This disparity is due in part to the indeterminacy of socioeconomic rights. To talk meaningfully about a right to an ‘adequate standard of living’ requires an ability to adjudicate that right. By comparison assessing whether a right to freedom from torture or freedom of speech has been breached presents a straightforward proposition. This allows politicians charged with implementing these rights considerable definitional discretion. [...]
That these rights are afforded less significance is no accident. As Samuel Moyn has argued, human rights’ commitment to individual freedom coincides with neoliberalism's commitment to the market, property rights and suspicion of the state.

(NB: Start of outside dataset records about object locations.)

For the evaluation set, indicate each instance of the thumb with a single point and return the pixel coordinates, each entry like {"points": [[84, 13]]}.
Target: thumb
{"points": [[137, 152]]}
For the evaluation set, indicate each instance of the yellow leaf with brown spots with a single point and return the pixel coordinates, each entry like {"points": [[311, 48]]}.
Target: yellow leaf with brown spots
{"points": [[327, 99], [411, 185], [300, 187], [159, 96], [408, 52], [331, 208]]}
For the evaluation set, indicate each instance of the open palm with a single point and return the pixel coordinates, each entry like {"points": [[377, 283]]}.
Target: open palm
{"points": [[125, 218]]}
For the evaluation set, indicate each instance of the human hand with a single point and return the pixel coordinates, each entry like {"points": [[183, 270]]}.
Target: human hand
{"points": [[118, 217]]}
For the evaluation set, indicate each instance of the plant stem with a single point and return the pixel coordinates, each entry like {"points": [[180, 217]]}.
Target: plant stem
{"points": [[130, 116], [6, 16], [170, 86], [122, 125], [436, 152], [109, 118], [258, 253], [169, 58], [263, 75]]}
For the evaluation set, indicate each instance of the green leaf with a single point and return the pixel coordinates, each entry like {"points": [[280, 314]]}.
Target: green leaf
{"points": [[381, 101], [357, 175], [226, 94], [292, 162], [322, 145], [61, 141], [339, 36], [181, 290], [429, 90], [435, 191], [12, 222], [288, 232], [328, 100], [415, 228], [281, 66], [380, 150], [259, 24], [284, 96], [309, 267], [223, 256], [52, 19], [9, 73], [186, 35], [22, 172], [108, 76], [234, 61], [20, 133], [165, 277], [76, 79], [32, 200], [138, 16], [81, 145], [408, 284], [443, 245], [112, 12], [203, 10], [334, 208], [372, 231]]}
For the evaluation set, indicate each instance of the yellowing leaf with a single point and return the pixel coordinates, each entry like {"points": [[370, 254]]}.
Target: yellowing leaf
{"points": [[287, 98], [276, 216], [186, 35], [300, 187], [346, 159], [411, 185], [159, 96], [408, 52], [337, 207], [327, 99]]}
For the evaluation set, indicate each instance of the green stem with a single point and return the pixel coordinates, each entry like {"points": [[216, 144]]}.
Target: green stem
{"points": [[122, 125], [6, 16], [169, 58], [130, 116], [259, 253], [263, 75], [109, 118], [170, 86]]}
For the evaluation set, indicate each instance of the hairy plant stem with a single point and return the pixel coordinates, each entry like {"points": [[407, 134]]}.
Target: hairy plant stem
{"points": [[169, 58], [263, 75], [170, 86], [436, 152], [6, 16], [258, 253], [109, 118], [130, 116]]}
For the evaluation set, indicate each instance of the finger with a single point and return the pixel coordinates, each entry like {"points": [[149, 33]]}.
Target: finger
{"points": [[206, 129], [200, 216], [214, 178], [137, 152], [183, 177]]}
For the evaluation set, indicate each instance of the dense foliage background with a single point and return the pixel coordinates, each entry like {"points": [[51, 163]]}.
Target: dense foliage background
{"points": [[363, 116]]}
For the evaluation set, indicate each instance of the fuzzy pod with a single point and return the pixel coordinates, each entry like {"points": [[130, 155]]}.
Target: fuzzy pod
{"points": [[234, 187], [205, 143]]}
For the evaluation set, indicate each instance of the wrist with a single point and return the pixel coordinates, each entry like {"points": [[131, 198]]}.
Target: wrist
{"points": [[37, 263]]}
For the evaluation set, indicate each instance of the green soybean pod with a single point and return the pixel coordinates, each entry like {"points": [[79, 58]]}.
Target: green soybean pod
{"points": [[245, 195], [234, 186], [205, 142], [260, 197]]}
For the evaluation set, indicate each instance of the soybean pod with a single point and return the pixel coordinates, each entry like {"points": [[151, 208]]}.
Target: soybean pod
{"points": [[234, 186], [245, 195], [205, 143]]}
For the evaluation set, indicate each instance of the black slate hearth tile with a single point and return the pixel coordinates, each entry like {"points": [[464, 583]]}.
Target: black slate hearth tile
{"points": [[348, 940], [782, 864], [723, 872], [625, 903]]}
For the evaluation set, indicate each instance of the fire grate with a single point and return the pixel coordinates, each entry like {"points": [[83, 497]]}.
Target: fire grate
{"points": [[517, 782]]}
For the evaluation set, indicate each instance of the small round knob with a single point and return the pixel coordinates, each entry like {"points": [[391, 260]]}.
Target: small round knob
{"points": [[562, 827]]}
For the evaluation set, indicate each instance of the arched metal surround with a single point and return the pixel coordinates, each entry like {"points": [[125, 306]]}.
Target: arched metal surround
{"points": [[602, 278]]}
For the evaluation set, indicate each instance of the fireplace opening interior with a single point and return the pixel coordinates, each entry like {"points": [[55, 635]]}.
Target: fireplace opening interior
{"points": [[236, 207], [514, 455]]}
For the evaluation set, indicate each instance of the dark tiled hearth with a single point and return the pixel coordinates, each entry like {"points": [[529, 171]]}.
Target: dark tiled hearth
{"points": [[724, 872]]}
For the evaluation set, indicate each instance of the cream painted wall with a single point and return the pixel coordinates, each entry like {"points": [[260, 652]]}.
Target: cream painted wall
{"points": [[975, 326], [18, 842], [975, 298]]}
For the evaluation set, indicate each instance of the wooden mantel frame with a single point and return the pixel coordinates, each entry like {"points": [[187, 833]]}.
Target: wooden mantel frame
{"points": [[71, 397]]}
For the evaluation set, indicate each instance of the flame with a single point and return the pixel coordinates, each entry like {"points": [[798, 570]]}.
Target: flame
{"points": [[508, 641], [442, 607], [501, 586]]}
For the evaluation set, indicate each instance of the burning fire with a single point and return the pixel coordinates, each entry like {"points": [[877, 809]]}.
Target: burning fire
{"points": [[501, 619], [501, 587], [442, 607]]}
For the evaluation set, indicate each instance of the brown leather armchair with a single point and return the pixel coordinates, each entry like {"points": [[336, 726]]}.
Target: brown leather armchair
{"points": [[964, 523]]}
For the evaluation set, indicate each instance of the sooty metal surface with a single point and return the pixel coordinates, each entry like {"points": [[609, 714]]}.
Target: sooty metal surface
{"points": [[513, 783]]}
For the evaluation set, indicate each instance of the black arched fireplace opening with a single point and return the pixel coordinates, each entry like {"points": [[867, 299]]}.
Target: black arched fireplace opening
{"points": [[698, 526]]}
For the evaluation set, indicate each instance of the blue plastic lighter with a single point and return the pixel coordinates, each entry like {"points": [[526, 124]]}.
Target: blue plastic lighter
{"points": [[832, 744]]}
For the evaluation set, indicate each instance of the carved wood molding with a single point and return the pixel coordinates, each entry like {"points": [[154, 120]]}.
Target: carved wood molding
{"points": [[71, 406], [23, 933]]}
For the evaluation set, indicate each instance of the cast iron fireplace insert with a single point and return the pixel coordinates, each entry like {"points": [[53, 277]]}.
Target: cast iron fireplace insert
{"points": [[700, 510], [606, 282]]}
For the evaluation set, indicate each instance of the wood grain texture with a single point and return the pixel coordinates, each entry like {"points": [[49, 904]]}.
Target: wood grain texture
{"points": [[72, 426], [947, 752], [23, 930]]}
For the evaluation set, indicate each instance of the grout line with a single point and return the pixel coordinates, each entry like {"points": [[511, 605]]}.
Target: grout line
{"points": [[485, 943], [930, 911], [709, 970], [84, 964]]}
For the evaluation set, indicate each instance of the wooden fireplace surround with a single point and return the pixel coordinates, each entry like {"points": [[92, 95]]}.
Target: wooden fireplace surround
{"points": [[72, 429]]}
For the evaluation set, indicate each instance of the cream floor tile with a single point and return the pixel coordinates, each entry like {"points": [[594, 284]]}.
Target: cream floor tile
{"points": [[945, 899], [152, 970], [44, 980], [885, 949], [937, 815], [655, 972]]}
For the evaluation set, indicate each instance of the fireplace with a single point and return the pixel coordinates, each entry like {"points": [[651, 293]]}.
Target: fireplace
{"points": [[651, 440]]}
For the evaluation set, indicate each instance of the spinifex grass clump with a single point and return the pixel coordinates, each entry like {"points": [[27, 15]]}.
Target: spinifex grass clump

This coincidence conspires to circumscribe the class of acceptable claims leaving those claims that challenge existing economic relations strictly off-limits. When Raquel Rolnik, the UN’s special rapporteur on housing, called on the Government to rethink the ‘bedroom tax’, arguing that it eroded the right to adequate housing, the then housing minister Kris Hopkins labelled her report a “misleading Marxist diatribe.” [...]
Nevertheless the prominence of rights as a progressive discourse is in danger of crowding out other political possibilities. When compared with socioeconomic rights, the alleged apoliticism of civil and political rights naturalise and protect distributions of property and power. Any future role for rights must reckon with the unintended consequences of their claims to universalism.